This is my first attempt at Cake Pops…
I went for simple…
The reviews were DELICIOUS!
This recipe is from Angie at Bakerella
Check out her website above for amazing pictures, ideas and recipes…so much fun!
Check out the book:
- 1 box cake mix (cook as directed on box for 13 X 9 cake)
- 1 can frosting (16 oz.)
- Wax paper or Parchment Paper
- Candy Melts (1 lb. pkg.) I use Wilton
- Lollipop Sticks
- Edible Ink Pens
- Sprinkles or decorations of your choice
- After the cake is cooked and cooled completely, cut in quarters and crumble into large bowl.
- Mix thoroughly with frosting (start by adding almost the entire can and add more if needed. you want it moist but not so moist that you can’t form it into a ball without it sticking all over your hands.) To mix, I use the back of a large spoon, Bakerella says you can use your fingers, but it will get messy.
- Roll mixture into quarter size balls and place on wax paper or parchment paper covered cookie sheet. (Should make 45-50)
- Melt chocolate or flavor/color melts in the microwave per directions on package. (30 sec intervals, stirring in between.)
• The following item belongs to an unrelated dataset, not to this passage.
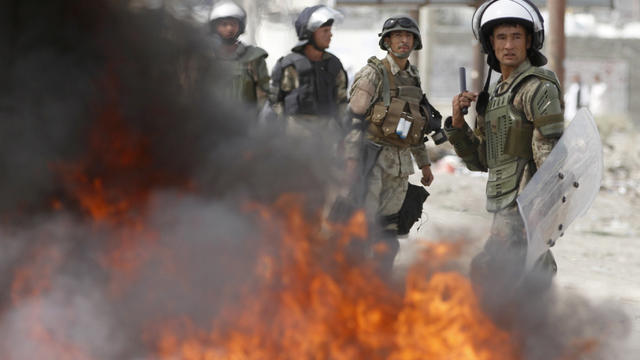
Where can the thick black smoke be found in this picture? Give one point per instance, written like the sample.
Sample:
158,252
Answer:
67,64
- Dip the tip (about 1/2 inch) of your lollipop stick in a little of the melted candy coating and insert into the cake balls.
- Place them in the freezer for about 15 minutes to firm up or in the refrigerator for an hour or so. Once firm take out a few at a time to work with and keep the rest in the refrigerator. Once they are firm you can shape or cut them if desired, depending on your Cake Pop project of choice.
- Once firm, carefully insert the cake ball into the candy coating by holding the lollipop stick straight in and then slightly rotating until covered, don’t twirl it in the chocolate…it can come off the stick. Once covered remove and softly tap and rotate until the excess chocolate falls off. Don’t tap too hard or the cake ball will fall off, too.
- Decorate with sprinkles or other decorations or let dry completely and then draw on with edible ink pen or drizzle with a different color/flavor of candy melts.
- Place in a Styrofoam block to dry.
- Store in an airtight container separate layers with parchment paper. Don’t store in the fridge or freezer, the chocolate will speckle (small light/white marks on it. It doesn’t make it bad, just unappealing.
- Start simple, get creative…have fun!